Insights Data Schemas

Insights Data Schemas

[Front page] [Internal data pipeline]

Messages produced by Multiplexor service and sent to [qa|prod]-io-archive-new topic

Multiplexor Service classify every new archive by reading the related information from [qa|prod]-archive-new Kafka topic, downloading the archive from AWS S3 and checking its content to classify it and send the same message to different topics according to its classification.
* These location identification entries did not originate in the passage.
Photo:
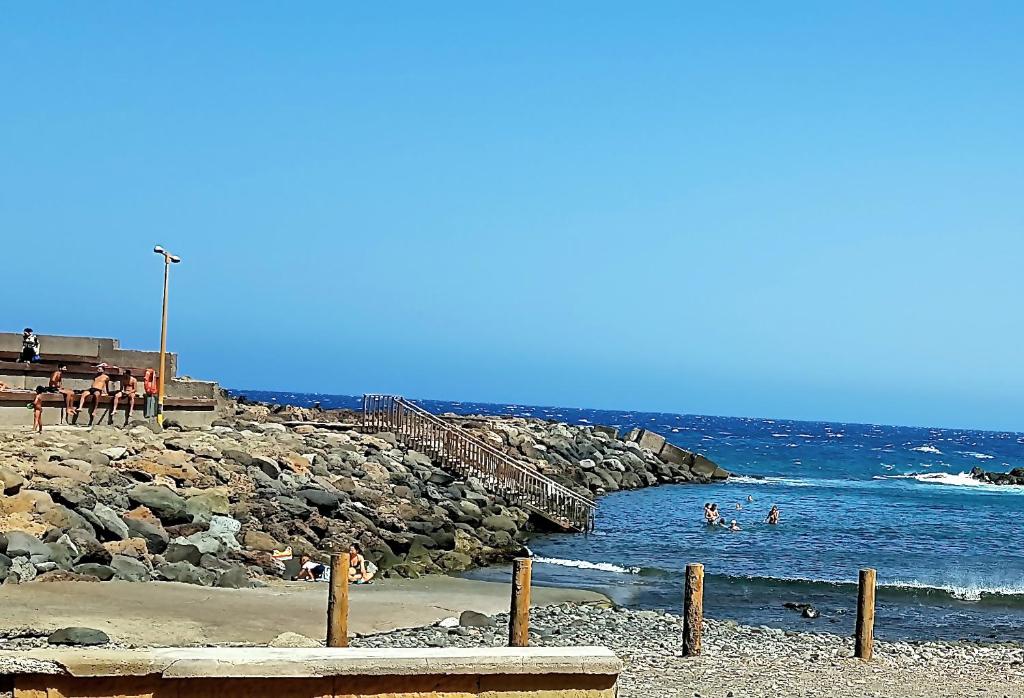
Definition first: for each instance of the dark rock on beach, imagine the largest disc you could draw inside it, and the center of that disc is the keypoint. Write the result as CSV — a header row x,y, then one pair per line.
x,y
225,506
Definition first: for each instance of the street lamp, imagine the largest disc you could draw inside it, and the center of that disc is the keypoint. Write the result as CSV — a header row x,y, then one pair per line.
x,y
168,260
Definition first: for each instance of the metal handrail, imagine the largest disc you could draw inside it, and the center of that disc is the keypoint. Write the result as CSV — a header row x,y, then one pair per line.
x,y
539,492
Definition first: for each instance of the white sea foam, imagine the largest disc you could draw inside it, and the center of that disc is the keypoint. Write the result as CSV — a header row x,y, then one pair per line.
x,y
964,592
584,564
953,480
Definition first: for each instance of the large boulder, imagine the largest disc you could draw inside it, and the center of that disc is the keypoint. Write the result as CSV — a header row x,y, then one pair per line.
x,y
10,480
111,525
185,573
129,569
162,500
80,637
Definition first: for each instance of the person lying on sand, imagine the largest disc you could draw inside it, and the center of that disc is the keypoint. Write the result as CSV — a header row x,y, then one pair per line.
x,y
56,386
310,571
96,391
359,571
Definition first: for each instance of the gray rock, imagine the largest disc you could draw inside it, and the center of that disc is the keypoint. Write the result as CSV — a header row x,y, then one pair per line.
x,y
475,619
129,569
20,570
183,552
101,572
237,577
22,544
269,467
11,480
500,522
110,522
185,573
156,537
240,456
294,641
80,637
162,500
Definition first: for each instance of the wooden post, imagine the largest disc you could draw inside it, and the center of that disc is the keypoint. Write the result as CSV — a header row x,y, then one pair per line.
x,y
865,615
692,609
337,602
519,610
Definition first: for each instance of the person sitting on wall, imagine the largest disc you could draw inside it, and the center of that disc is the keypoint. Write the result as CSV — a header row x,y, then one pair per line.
x,y
359,570
37,410
30,347
310,571
151,387
96,390
55,386
129,386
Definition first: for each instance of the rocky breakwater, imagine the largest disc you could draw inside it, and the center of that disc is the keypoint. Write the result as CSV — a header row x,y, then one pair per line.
x,y
593,460
212,506
1014,477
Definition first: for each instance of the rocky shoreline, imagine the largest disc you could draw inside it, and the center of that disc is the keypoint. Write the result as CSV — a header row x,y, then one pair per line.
x,y
1014,477
212,506
740,660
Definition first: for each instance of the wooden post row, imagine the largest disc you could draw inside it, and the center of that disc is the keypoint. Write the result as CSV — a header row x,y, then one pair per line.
x,y
337,602
519,609
865,615
692,609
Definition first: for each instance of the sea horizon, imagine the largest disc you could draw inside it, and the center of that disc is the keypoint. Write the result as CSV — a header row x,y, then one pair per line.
x,y
897,498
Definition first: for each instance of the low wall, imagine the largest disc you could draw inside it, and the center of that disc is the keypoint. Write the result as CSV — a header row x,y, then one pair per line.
x,y
95,348
263,672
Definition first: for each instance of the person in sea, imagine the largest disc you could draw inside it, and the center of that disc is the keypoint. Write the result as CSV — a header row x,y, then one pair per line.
x,y
712,515
30,347
95,391
151,387
129,386
360,571
56,386
309,570
37,410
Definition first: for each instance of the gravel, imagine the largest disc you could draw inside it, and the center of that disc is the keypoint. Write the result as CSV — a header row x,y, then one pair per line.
x,y
740,660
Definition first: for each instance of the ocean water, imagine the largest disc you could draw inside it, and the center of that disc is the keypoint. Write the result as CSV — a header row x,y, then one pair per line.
x,y
949,552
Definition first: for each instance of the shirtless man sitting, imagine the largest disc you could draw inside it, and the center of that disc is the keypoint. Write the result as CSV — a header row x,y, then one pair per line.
x,y
96,390
129,385
56,379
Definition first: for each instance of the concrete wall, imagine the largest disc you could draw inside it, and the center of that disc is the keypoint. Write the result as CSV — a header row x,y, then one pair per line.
x,y
96,348
260,672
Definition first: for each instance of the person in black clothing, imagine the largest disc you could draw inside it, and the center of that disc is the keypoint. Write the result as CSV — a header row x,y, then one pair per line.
x,y
30,347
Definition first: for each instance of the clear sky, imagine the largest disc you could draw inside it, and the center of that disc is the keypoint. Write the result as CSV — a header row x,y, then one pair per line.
x,y
798,210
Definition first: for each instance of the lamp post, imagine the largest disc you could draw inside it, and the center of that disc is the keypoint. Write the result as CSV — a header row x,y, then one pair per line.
x,y
168,260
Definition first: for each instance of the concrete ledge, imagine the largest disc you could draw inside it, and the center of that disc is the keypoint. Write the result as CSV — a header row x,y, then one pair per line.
x,y
260,662
262,672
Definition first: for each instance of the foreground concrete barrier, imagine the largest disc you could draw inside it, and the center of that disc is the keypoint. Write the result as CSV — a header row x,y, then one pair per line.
x,y
261,672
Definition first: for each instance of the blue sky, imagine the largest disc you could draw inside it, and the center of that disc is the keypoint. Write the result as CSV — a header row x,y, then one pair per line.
x,y
802,210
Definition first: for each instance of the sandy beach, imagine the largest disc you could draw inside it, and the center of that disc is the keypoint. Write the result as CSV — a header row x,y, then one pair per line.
x,y
174,614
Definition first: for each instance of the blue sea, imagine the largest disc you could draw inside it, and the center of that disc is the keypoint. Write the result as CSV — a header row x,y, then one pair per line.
x,y
948,551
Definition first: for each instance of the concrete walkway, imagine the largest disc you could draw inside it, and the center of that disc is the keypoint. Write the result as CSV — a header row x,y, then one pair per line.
x,y
172,614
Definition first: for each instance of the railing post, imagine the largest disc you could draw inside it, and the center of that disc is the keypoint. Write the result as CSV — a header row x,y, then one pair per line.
x,y
337,602
865,615
692,609
519,610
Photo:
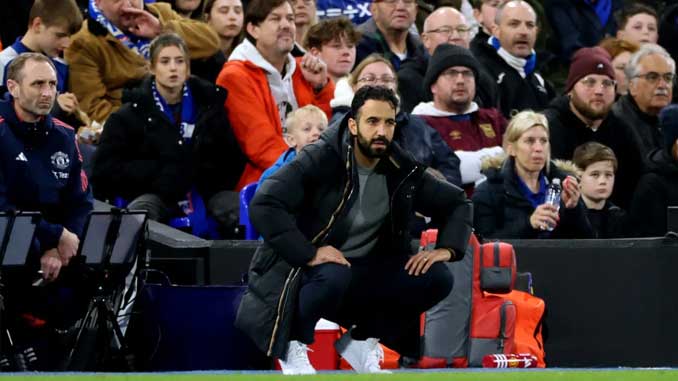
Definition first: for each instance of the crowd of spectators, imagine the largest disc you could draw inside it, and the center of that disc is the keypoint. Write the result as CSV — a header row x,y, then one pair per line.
x,y
213,116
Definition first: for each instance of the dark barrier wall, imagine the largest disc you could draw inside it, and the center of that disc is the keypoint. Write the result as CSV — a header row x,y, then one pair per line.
x,y
609,302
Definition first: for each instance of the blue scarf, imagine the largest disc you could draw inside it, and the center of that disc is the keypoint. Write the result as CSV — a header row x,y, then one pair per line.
x,y
603,9
187,111
530,62
139,45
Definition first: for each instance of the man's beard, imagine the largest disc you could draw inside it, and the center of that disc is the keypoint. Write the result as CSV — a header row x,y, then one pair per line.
x,y
586,111
366,147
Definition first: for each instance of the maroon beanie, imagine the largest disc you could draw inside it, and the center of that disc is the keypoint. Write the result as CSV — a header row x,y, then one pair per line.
x,y
587,61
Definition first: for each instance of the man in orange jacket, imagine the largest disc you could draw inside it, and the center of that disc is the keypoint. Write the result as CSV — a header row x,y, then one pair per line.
x,y
265,83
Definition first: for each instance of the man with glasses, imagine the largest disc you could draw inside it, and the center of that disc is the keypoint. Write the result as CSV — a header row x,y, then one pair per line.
x,y
582,114
510,59
444,25
472,132
388,32
651,75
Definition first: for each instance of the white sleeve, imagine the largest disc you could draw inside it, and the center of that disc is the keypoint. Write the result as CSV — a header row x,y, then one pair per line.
x,y
470,162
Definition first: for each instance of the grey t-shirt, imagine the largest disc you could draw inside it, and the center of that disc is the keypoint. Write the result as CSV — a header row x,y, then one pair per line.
x,y
367,214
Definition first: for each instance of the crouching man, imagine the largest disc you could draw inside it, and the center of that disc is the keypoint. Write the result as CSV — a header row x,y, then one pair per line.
x,y
336,243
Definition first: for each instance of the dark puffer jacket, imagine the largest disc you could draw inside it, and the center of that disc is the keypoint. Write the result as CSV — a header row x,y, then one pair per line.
x,y
141,151
502,211
301,208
Information about Insights Operator generated archives are sent to [qa|prod]-io-archive-new.

Schema version

1 (unofficial)

Description

Messages consumed from [qa|prod]-io-archive-new topic are created by SQS listener for each new object created in S3. These messages have very simple format consisting of just three attributes:

Basic format

Messages are stored in JSON format and have to contain three attributes:

cluster_id attribute

Attribute cluster_id uses its canonical textual representation: the 16 octets of a UUID are represented as 32 hexadecimal (base-16) digits, displayed in five groups separated by hyphens, in the form 8-4-4-4-12 for a total of 36 characters (32 hexadecimal characters and 4 hyphens). For more information please look at https://en.wikipedia.org/wiki/Universally_unique_identifier.

An example of UUID:

3ba9b042-b8b8-4714-98e9-17915c2eeb95

path attribute

This attribute contains path to object stored in AWS S3. It must be real path with chunks splitted by slash character.

An example of path:

1234567/abcd1234-1234-abcd-5678-1234abcd1234/20200609125740-1234567890abcdef1234567890abcdef

sqs_message_id attribute

This attribute contains a positive integer with message ID that can be used to delete message on delivery (in SQS Listener)

An example of message ID:

123

Possible enhancements

Not needed at this moment as the schema is super simple.